Every time the data domain moves exploring, think to describe the test methods and change the process of laughter. In this lesson, we will use the group configuration to enable the N_NIGHOGS to 5, Min_clister_size to 5, and Cluster_selection_MeTetode on “omom”. This is a combination of balance between cohesion and compliance.
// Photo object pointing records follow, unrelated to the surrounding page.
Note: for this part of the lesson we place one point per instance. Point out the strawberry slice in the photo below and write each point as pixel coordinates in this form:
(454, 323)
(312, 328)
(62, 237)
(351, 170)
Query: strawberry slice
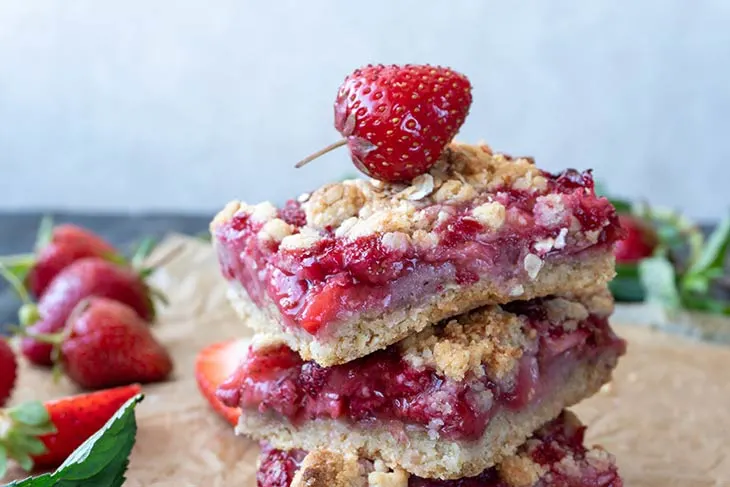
(44, 435)
(214, 365)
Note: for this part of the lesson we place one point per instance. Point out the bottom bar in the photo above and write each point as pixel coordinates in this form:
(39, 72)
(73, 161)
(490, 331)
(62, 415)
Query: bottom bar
(553, 456)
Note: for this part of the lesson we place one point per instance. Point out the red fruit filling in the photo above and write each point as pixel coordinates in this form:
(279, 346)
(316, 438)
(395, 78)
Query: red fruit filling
(385, 388)
(639, 241)
(337, 279)
(559, 439)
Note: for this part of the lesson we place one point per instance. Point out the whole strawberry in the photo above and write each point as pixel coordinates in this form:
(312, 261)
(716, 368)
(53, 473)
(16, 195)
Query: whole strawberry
(639, 242)
(56, 248)
(68, 244)
(8, 371)
(83, 279)
(397, 120)
(107, 344)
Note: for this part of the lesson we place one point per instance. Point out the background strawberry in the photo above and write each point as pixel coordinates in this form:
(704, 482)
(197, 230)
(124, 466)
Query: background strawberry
(83, 279)
(43, 435)
(8, 371)
(639, 242)
(107, 344)
(397, 120)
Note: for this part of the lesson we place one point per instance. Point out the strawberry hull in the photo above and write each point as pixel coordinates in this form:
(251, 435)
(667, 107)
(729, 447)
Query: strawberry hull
(398, 386)
(446, 402)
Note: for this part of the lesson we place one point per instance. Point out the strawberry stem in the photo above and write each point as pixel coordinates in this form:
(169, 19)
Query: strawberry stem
(321, 152)
(45, 231)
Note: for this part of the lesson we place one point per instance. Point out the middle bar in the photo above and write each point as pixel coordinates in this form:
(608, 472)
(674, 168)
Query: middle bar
(447, 402)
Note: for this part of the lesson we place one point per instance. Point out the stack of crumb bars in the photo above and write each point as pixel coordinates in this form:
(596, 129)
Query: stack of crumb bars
(425, 334)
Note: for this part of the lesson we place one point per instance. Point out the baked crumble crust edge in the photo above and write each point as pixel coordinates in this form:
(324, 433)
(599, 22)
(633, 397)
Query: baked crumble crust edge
(430, 456)
(587, 274)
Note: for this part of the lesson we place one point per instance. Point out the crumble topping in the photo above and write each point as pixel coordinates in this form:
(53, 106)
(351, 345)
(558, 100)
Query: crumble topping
(520, 471)
(395, 478)
(306, 238)
(491, 214)
(332, 204)
(491, 340)
(324, 468)
(356, 208)
(532, 265)
(550, 210)
(275, 230)
(260, 342)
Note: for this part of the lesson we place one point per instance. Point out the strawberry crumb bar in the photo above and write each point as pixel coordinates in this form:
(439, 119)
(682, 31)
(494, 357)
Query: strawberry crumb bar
(554, 456)
(447, 402)
(359, 265)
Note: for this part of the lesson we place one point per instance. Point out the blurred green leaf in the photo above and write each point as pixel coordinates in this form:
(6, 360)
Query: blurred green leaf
(659, 280)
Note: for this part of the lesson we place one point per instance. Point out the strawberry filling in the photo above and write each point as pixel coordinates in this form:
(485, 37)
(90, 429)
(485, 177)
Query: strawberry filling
(384, 387)
(337, 279)
(554, 447)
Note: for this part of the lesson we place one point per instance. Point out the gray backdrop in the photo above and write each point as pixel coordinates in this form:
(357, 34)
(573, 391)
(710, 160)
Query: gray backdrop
(183, 104)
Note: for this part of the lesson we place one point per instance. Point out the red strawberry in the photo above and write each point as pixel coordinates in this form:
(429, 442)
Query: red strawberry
(397, 120)
(83, 279)
(107, 344)
(43, 435)
(639, 242)
(8, 371)
(213, 366)
(68, 244)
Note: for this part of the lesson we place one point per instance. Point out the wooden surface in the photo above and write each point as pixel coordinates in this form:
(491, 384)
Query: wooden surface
(666, 415)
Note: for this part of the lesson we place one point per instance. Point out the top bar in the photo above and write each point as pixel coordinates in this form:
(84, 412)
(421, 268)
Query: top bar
(358, 265)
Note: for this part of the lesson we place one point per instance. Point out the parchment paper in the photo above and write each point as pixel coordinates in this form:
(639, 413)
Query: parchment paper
(666, 416)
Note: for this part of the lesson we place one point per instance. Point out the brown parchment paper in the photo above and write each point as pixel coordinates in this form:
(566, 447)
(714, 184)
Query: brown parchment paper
(666, 416)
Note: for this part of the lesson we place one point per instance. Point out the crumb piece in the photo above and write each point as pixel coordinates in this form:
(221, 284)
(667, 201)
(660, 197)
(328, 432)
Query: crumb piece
(559, 310)
(397, 241)
(322, 468)
(544, 246)
(549, 210)
(456, 191)
(396, 478)
(491, 214)
(227, 213)
(420, 187)
(532, 265)
(275, 230)
(520, 471)
(261, 342)
(332, 204)
(486, 341)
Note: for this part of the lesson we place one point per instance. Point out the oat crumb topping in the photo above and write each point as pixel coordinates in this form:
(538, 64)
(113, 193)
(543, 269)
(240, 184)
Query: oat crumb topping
(520, 471)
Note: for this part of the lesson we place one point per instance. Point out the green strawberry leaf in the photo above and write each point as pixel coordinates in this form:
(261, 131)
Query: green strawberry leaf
(705, 304)
(621, 205)
(205, 236)
(143, 250)
(660, 281)
(712, 256)
(101, 460)
(45, 231)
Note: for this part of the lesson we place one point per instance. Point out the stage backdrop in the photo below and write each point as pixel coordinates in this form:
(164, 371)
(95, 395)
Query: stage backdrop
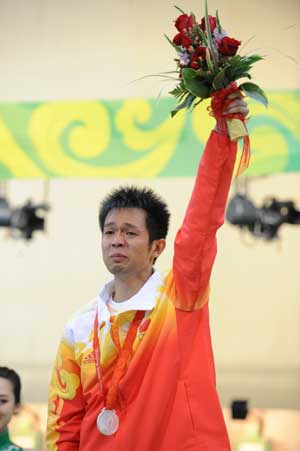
(135, 138)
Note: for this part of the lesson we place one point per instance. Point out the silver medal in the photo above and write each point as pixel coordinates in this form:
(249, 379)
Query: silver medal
(107, 422)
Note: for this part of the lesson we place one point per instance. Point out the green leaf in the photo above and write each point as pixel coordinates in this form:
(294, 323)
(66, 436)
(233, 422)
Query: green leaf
(255, 92)
(185, 104)
(221, 80)
(176, 47)
(218, 22)
(195, 84)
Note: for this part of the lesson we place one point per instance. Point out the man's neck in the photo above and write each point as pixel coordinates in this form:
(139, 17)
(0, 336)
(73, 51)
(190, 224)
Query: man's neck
(126, 287)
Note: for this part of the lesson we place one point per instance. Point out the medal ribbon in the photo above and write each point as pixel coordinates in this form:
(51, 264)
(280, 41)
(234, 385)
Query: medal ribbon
(122, 360)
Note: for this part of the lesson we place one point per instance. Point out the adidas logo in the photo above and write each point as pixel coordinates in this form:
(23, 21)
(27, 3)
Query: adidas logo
(89, 358)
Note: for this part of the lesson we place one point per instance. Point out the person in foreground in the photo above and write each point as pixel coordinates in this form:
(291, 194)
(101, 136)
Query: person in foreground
(135, 369)
(10, 392)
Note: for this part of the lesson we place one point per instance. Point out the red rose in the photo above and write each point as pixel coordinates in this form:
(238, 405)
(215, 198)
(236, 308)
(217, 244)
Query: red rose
(228, 46)
(200, 52)
(184, 22)
(212, 23)
(183, 40)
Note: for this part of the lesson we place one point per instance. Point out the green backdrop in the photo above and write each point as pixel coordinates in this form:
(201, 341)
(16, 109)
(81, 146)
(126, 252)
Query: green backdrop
(135, 138)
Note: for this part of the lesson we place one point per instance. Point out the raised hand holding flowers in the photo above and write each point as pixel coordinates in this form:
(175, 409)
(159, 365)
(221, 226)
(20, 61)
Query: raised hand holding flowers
(209, 66)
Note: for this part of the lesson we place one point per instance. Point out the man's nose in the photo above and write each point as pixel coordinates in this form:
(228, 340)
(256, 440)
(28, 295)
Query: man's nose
(118, 240)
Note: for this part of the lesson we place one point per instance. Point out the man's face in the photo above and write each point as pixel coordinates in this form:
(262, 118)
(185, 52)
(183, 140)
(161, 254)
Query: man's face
(7, 403)
(125, 243)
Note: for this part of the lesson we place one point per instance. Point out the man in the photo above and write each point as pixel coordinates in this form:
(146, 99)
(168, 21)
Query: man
(135, 368)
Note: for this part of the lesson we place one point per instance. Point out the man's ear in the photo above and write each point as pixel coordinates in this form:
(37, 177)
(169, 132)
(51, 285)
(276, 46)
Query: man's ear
(158, 247)
(17, 409)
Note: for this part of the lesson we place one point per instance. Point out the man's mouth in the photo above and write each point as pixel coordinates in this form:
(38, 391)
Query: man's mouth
(118, 257)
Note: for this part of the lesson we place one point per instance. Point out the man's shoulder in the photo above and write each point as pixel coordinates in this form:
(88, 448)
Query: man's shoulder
(81, 322)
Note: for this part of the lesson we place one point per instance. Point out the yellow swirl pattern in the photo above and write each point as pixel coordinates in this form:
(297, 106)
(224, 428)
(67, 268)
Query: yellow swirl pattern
(49, 120)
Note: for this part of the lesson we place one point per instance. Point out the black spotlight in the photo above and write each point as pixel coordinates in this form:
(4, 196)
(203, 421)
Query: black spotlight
(263, 222)
(26, 219)
(239, 409)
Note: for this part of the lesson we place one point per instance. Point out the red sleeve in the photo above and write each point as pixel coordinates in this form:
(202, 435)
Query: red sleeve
(195, 243)
(66, 404)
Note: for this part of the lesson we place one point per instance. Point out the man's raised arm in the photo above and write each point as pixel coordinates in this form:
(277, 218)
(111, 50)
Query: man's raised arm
(195, 243)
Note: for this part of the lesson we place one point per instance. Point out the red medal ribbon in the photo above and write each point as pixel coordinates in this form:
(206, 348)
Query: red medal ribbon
(220, 102)
(110, 399)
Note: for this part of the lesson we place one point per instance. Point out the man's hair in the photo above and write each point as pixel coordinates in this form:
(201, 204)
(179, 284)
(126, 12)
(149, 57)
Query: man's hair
(157, 213)
(14, 378)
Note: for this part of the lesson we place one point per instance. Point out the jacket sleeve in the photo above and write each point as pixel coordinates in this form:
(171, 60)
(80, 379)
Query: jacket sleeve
(195, 243)
(66, 404)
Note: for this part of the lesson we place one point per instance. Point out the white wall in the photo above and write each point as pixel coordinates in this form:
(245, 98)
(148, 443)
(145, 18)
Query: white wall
(92, 49)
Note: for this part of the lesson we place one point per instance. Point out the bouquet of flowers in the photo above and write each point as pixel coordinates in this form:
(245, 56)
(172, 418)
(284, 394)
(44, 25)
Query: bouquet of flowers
(208, 65)
(208, 62)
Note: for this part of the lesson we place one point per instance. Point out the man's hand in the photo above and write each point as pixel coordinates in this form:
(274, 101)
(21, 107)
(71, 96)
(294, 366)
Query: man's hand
(237, 105)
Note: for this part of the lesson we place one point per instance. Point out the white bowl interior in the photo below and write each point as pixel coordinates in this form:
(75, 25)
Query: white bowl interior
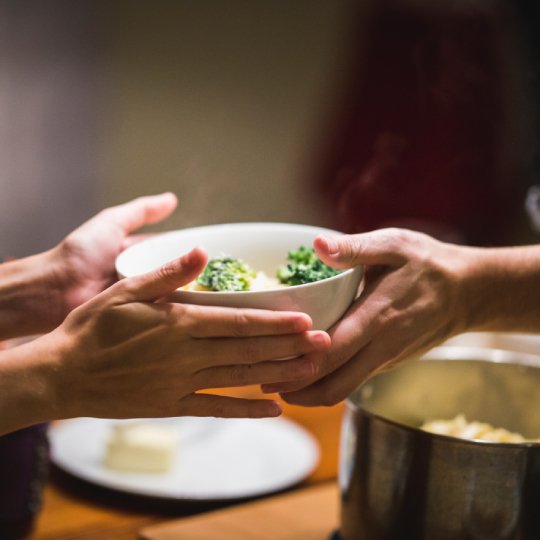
(264, 246)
Improving topic presentations

Representation plays an important role in making translated collections. Automatically, Bertopic forms unigram based presentations, which often cannot have enough context. In the following section, we will examine several techniques to enrich these seeds and improve the interpretation of the title.

NGRAM

N-Gram range

In Bertopic, Countverizer is the default tool to convert text data into the Bag-of-Wooms representations. Instead of depending on the normal unigrams, switch to BIGRAMS or TRIGRAMS Using NGRAM_RAGE IN COUNTVEMER. This simple change adds the most needed context.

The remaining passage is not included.